Strasburgo – Sede del Consiglio d’Europa
Nel report, aggiornato ad aprile 2024, si legge che l’Ecri, durante la sua visita in Italia, ” ha ricevuto molte testimonianze di profilazione razziale”. L’organo di Strasburgo chiede dunque all’Italia uno studio completo e indipendente per individuare e affrontare “qualsiasi pratica di profilazione razziale da parte delle forze dell’ordine”. L’Ecri valuterà poi tra due anni se la raccomandazione sarà stata seguita.
L’organo del Consiglio d’Europa specifica inoltre, con seria preoccupazione, che “il discorso pubblico italiano è diventato sempre più xenofobo negli ultimi anni e che i discorsi politici hanno assunto toni altamente divisivi e antagonisti, in particolare nei confronti di rifugiati, richiedenti asilo e migranti, nonché di cittadini italiani con background migratorio, rom e persone Lgbti”.
“Purtroppo – si legge nel documento -, un certo numero di dichiarazioni e commenti considerati dispregiativi e carichi di odio provengono da politici e funzionari pubblici di alto profilo, soprattutto durante i periodi elettorali”. Una situazione davanti alla quale l’Ecri raccomanda “che le figure pubbliche, compresi i funzionari di alto livello e i politici di tutti gli schieramenti, siano fortemente incoraggiati ad assumere una posizione tempestiva, ferma e pubblica contro l’espressione di discorsi d’odio razzisti e lgbti-fobici e a reagire con discorsi alternativi, nonché a promuovere la comprensione tra le comunità, anche esprimendo solidarietà a coloro che sono bersaglio di discorsi d’odio”.

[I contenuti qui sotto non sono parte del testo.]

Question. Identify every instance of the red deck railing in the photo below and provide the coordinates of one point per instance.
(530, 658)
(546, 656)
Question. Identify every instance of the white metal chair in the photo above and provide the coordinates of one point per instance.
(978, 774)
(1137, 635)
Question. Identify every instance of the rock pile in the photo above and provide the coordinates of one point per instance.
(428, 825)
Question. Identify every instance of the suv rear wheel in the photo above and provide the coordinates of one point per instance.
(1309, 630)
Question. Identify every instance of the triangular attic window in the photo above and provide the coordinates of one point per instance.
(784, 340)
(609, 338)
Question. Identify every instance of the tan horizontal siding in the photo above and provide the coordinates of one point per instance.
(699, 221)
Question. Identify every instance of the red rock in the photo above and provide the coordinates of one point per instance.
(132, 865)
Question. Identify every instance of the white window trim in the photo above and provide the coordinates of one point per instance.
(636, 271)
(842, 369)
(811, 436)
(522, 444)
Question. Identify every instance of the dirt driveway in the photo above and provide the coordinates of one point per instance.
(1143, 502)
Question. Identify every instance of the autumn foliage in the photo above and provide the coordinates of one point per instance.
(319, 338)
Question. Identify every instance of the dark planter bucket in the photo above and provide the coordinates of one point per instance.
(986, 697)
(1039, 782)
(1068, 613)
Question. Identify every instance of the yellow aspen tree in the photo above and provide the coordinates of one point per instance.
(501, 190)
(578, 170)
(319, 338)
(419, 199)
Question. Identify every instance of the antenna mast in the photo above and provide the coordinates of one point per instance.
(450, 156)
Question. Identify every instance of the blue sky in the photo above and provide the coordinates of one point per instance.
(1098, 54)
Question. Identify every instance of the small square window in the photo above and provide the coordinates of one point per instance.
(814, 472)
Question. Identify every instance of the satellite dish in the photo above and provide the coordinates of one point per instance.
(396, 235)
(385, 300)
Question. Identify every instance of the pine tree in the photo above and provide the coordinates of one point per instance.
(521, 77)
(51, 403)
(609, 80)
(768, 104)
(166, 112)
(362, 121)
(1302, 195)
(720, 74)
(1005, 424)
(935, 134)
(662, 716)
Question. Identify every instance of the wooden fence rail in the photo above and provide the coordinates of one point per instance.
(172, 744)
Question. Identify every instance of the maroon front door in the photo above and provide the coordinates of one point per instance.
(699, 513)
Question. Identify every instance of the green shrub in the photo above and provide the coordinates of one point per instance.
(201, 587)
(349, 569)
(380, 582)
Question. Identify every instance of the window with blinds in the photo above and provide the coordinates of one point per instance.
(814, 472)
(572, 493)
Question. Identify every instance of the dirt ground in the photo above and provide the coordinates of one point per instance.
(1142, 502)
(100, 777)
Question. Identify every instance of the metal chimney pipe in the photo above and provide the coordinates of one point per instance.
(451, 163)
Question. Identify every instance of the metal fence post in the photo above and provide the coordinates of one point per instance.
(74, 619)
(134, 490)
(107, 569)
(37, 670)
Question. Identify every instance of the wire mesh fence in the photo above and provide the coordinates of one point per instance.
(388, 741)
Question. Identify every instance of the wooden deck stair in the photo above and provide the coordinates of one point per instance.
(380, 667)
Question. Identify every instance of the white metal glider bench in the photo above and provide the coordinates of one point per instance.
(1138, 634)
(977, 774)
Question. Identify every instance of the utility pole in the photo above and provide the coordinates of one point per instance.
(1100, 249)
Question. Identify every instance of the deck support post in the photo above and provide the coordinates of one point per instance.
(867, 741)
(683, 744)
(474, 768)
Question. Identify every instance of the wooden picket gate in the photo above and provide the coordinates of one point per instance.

Il rapporto, che introduce interrogativi preoccupanti, non solo sull’operato delle forze di polizia ma anche sulla qualità del dibattito politico italiano, è stato però criticato dalla premier Meloni, che sui social ha scritto: “Le nostre forze dell’ordine sono composte da uomini e donne che, ogni giorno, lavorano con dedizione e abnegazione per garantire la sicurezza di tutti i cittadini, senza distinzioni.
Meritano rispetto, non simili ingiurie”.